Auto Industry Under the Microscope
While the U.S. automotive industry is on the rebound, the real appeal of an investment in the car business lies in the overseas markets. Driven by new-found wealth and ongoing urbanization, emerging markets such as China and India have become the most important regions for global auto companies seeking to boost growth in these up-and-coming locales. In 2009, China surpassed the U.S. to become the biggest automotive market by number of vehicles sold, and in 2010 emerging markets accounted for more than half of global light-vehicle sales for the first time ever. Car sales in China are expected to grow by 11% this year, while units sold in India are projected to jump by 17% in 2011, giving companies in the sector a chance to grow despite lackluster performances in many of the world’s key developed markets.
Despite the tremendous growth in recent years, the potential in emerging markets remains enormous. In China, approximately 57 out of every 1,000 people own a car. In Australia, that figure is 717, and in the U.S. the ownership rate is close to 80%. Many emerging markets, including India, maintain car ownership rates that are considerably lower than China’s - but are growing at an impressive pace nonetheless.
VROM could also have appeal as a trading vehicle on certain days. Automotive stocks often seek significant spikes in volume and volatility when major manufacturers report their monthly sales totals. Earnings reports from members of the “big three” or more global auto producers can also put the sector in the spotlight, potentially creating short-term opportunities in both directions.
VROM vs. CARZ: Head-to-Head
This new fund will compete most closely with the recently-launched Nasdaq Global Auto Index Fund (CARZ) from First Trust. This fund adopts a similar strategy when it comes to investing in the car industry as it gives the biggest weightings to companies in Japan, Germany and the U.S. However, beyond this initial glance there are some striking differences between CARZ and VROM. First is the total number of holdings and the general focus on the industry. CARZ invests in just 32 securities compared to 50 for VROM, a fact that is likely a reflection of Global X’s wide net approach and the focus of CARZ on just the major manufacturers of automobiles.

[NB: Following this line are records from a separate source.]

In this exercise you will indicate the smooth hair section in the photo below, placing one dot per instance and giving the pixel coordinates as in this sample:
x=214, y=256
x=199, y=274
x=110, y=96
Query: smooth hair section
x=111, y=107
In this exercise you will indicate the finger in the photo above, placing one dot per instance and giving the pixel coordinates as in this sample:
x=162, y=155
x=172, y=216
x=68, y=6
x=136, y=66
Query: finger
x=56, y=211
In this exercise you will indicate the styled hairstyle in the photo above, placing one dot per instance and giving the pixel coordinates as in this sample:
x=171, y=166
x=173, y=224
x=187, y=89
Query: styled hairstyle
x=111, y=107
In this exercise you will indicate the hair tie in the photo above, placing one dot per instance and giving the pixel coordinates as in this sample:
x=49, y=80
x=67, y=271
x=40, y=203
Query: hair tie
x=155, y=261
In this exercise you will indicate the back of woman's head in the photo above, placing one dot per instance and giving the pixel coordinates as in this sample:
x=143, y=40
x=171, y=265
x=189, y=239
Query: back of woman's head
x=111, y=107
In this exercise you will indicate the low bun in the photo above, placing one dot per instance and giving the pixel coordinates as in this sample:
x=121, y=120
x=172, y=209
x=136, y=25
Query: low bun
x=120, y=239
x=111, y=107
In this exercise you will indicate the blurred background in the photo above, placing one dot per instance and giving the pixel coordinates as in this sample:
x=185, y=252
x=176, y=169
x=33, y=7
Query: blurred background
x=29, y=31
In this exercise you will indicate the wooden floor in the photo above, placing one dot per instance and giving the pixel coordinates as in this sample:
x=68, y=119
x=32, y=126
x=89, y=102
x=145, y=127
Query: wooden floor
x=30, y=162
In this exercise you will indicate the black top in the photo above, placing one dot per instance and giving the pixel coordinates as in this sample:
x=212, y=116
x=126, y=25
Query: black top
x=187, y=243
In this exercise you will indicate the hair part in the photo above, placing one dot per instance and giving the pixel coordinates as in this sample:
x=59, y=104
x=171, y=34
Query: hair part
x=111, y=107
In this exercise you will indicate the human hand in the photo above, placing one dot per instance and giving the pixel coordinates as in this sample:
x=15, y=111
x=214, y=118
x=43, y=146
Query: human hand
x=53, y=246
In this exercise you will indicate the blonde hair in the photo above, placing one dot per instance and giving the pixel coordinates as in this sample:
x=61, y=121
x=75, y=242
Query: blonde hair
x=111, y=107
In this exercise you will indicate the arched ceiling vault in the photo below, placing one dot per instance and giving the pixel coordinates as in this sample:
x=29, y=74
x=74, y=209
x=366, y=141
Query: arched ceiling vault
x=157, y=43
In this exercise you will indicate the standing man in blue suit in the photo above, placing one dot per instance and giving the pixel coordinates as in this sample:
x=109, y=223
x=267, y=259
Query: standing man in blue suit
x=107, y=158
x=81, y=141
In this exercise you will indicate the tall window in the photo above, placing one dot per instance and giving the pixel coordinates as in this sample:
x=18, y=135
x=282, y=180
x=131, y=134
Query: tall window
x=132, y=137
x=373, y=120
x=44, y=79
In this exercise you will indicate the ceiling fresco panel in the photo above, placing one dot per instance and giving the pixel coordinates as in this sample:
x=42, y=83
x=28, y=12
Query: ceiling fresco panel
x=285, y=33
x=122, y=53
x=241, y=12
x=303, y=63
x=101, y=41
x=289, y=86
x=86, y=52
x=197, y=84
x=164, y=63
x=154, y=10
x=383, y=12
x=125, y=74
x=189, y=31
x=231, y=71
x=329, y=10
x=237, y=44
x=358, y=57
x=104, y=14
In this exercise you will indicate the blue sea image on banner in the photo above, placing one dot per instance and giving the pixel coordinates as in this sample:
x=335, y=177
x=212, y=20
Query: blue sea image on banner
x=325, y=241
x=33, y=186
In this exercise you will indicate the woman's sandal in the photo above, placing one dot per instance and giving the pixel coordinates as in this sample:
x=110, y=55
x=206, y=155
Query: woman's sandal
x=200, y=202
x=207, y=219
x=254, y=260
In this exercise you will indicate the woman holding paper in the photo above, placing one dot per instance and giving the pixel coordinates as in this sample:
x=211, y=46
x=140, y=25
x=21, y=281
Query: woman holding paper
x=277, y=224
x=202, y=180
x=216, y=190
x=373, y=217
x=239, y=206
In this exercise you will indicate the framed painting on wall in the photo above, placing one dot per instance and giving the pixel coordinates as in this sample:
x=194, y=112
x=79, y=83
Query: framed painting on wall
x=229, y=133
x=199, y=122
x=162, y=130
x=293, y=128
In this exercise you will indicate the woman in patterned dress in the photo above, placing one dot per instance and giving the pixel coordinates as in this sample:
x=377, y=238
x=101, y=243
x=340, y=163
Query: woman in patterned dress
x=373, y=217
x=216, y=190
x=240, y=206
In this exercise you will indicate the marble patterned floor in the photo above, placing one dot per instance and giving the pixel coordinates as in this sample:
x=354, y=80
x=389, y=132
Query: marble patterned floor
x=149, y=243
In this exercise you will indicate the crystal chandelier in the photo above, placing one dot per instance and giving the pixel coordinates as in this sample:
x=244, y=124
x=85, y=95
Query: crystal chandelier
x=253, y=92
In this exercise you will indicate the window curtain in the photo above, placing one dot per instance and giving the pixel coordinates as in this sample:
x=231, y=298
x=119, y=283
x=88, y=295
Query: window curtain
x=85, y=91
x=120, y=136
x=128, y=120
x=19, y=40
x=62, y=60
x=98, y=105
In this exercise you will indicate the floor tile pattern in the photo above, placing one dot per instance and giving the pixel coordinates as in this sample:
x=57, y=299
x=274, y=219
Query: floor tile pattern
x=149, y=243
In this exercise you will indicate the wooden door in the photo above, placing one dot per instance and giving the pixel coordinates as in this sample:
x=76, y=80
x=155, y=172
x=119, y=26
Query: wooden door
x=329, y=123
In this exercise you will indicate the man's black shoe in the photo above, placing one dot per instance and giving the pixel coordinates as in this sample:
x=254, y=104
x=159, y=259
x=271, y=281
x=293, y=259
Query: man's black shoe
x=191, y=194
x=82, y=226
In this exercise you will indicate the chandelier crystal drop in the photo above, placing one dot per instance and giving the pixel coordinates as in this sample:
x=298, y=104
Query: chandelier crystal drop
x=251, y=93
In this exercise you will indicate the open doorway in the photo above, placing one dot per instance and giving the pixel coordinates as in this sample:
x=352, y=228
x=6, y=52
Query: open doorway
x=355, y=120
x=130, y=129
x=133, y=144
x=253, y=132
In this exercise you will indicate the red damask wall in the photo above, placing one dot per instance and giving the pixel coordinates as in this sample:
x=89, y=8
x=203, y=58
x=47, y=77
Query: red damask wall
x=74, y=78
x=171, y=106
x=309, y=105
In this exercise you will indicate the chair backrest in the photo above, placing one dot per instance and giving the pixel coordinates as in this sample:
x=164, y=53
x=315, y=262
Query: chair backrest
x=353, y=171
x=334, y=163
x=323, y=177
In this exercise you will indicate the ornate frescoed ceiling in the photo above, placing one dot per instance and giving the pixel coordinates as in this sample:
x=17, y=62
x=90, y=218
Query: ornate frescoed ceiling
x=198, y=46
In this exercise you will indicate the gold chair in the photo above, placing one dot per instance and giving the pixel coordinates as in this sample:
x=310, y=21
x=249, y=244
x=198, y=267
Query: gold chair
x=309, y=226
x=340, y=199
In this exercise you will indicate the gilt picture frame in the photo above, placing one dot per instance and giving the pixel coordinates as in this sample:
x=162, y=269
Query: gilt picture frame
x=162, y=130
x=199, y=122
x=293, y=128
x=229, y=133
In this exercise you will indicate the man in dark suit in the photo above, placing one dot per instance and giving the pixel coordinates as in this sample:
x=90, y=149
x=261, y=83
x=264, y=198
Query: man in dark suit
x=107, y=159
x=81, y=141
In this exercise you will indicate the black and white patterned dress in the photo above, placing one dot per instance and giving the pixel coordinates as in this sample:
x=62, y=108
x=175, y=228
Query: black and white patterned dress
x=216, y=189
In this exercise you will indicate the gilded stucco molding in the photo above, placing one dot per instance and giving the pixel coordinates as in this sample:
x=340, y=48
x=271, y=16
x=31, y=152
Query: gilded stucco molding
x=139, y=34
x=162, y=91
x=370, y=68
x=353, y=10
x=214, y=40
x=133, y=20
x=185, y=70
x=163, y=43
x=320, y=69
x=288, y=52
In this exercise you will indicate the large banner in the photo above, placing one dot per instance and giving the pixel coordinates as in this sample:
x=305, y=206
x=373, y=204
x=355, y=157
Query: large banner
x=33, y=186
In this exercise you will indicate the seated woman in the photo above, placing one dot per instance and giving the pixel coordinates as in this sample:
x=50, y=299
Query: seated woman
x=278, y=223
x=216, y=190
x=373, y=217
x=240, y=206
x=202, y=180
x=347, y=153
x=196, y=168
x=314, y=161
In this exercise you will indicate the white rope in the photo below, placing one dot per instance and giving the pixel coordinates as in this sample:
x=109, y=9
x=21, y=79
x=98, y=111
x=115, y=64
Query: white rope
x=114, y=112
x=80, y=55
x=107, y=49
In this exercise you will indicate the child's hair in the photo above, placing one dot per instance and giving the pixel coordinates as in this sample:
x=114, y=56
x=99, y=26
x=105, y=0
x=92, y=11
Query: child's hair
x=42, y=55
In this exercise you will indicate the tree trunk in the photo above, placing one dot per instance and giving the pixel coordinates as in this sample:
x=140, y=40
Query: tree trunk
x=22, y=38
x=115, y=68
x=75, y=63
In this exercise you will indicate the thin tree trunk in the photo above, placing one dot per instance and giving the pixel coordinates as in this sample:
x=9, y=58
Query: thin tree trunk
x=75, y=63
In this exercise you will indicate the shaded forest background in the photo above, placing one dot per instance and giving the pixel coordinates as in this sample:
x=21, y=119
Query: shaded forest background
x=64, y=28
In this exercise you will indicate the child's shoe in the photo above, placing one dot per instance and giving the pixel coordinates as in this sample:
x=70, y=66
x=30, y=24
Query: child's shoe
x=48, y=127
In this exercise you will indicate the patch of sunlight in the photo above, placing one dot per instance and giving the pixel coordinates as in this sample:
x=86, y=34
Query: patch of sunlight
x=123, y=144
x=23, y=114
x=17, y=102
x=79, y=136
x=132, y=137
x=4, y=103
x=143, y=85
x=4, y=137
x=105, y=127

Another large difference between the two is the weighting afforded to General Motors (GM). In CARZ, GM receives the second highest weighting at just over 7.6% while the automotive giant gets under 3% from Global X and barely sneaks into the top 10 for the fund’s holdings as a result. In terms of country exposure, similar issues arise as Japan makes up nearly 32% of CARZ while German and U.S. holdings are 20.2% and 17.7%, respectively. This is in sharp contrast to VROM which affords each of these three auto producing countries a roughly equal weight of about 23% each. Emerging market exposure is also different between the two as CARZ puts roughly 6% in emerging countries - with the lion’s share of that going to Chinese firms - while VROM has close to 10% of its assets in emerging markets, with companies from China, India, and Indonesia all being represented.
VROM is also cheaper than the First Trust product, charging 0.65% compared to 0.70% for CARZ.
Despite these differences, both products remain viable choices for investors seeking more granulated exposure to the automotive industry. Thanks to the new fund from Global X, investors can now choose if they want to get broad exposure to companies that are engaged in some aspect of the automotive process or if they would rather invest in just the major production firms that are responsible for providing the finished products to the masses.
Disclosure: No positions at time of writing.